John Hay Memorial
The life and work of conservationist and writer John Hay is to be honored with a sculpture on the site of the Museum he helped to create. Back in 1954, John was a leading member of the co-founders group that established what was then called the Cape Cod Junior Museum. To honor his legacy, we are commissioning a sculpture designed by Brewster artist Steve Kemp. Inspired by Hay’s classic book ‘The Run,’ it will show alewife swimming upstream and feature molds of tidal flats with a passage from his writing. The Museum will be holding a series of fundraising events through the year.
John Hay was introduced to Cape Cod by his friend, the poet and novelist Conrad Aitken, but he had always looked for adventure in the outdoors. As a child, he spent summers on his family’s estate in Sunapee NH, where he built a houseboat to explore the lake and camp under the stars.

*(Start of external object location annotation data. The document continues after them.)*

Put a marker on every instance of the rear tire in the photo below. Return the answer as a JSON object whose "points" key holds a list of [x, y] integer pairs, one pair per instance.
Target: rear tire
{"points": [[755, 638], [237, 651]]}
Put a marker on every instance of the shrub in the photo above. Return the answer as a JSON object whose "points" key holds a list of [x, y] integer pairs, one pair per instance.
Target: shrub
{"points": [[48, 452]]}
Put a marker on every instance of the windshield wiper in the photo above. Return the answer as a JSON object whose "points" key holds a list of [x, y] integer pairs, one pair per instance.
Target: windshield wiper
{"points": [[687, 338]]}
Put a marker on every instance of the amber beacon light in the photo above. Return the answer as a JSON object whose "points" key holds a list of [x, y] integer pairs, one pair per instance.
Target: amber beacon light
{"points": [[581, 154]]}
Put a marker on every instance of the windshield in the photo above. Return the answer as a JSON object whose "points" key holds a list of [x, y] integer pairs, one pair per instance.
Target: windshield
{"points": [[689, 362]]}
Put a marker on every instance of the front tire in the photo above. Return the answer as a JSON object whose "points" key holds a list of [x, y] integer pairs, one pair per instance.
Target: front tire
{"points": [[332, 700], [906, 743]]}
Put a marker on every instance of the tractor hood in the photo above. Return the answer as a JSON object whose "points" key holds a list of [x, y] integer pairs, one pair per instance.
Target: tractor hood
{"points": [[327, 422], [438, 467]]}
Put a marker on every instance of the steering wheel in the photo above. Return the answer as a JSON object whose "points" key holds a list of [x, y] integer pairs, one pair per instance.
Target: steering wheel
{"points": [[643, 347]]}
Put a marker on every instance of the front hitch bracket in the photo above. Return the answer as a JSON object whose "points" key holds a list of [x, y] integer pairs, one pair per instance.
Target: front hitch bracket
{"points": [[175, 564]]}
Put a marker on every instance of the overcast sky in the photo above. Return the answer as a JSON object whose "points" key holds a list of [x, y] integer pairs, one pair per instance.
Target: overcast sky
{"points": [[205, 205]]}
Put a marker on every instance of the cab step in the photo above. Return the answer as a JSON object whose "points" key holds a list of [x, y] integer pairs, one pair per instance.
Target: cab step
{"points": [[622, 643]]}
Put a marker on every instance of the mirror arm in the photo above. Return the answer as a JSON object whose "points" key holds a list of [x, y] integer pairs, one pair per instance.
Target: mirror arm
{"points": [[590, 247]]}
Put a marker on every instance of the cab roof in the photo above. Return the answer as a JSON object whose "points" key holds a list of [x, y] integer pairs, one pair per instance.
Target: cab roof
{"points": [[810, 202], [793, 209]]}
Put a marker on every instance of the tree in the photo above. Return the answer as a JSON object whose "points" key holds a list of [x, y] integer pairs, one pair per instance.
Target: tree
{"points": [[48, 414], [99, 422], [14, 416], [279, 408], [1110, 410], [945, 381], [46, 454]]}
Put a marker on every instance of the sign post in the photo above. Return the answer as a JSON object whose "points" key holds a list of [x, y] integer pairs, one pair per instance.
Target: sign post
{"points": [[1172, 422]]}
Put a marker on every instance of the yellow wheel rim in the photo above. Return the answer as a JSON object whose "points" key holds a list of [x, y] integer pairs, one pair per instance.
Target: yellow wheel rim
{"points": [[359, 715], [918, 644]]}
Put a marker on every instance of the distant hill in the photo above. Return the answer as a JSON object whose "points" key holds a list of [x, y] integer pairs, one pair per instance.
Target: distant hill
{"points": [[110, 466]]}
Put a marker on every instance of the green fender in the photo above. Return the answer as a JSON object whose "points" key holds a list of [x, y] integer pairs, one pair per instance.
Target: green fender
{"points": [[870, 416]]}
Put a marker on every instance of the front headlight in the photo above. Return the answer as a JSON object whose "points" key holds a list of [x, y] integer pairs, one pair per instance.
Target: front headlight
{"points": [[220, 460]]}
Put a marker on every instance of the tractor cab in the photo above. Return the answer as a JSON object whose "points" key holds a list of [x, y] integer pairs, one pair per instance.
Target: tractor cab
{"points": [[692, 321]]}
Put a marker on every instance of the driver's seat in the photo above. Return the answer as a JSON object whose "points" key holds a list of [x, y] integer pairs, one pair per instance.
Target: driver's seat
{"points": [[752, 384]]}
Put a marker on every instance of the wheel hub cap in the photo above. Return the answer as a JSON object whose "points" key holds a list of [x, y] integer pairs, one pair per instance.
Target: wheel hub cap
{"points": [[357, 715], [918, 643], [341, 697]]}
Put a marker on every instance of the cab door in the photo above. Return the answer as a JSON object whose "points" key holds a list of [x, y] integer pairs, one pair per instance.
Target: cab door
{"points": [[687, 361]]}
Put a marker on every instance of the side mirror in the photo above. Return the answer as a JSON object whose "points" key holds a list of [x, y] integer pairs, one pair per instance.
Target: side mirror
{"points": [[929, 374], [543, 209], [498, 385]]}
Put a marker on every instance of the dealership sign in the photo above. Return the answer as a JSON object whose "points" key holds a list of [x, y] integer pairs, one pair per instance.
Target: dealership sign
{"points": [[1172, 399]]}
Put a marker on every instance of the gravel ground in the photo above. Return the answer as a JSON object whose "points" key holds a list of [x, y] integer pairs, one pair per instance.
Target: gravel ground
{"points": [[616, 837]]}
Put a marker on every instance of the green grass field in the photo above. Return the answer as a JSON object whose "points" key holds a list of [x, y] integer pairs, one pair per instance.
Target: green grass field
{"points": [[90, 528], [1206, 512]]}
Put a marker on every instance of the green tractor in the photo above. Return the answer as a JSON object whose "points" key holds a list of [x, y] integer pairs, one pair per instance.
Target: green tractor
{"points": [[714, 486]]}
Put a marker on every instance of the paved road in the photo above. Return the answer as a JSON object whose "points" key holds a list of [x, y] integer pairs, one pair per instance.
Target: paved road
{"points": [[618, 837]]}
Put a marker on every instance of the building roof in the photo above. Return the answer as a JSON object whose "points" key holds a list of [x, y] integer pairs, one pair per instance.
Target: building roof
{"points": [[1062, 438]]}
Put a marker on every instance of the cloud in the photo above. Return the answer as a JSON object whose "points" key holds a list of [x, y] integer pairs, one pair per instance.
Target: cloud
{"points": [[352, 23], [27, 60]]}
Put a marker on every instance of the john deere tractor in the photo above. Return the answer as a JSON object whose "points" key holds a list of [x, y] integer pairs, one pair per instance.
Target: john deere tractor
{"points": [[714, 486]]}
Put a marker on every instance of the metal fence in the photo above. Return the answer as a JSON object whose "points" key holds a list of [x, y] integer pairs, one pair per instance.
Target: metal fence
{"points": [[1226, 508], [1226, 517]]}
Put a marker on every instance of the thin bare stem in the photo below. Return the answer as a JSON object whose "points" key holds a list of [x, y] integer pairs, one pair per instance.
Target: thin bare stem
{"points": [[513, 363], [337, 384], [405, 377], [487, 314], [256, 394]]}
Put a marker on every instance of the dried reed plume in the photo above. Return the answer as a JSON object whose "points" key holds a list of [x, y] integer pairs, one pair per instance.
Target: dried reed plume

As an adult, he re-ignited that love of nature and outdoor space on his visits to Aitken’s home in Brewster. In 1946, John and his wife Kristi, moved there themselves.
Having built their own home “Dry Hill”, where the Hays could see the ocean from a mile away in a then deforested landscape, John’s daily strolls through the neighborhood developed into a deep love for his new environment. It became one he wanted to share, and encourage others to discover a world outside of what he called the “jabbering” of modern life. In 1954, he and a group of seven other parents founded The Cape Cod Junior Museum to “study the plant, animal, and marine life which abounds so profusely in this region.”
At first housed on the second floor of Brewster’s old town hall, in 1955 the Museum’s first physical location was a tent. Erected on marshland John had persuaded the town to buy, it was developed to encourage children and adults to understand the natural world that surrounds them. John was President, and one of the teachers, but also an avid student himself who often had questions of his own for the professors and experts who came to help the fledgling institution. Where that tent first stood, the modern-day Museum’s KidSummer buildings now stand.
“The Run” was released in 1959 and became a classic of nature writing. Written to explore the lives of alewives, it also describes the geography of the herring run in Brewster, and takes in animals like the muskrat John saw at Stony Brook. Unlike other naturalist writers of the time, Hay took a narrative, poetic approach to his work, using his own experiences to understand the lives of the creatures he was studying. He would go on to write seventeen more books, all written in his shack at Dry Hill. In 1965, he was honored with the John Burroughs Medal, America’s highest award for nature writing.
John Hay died on February 26, 2011, aged 95. He had retired from the position as Museum President in 1980 but continued to support it throughout his life. He was also an early president of the Brewster Conservation Commission, with achievements including the protection of the town’s salt marsh.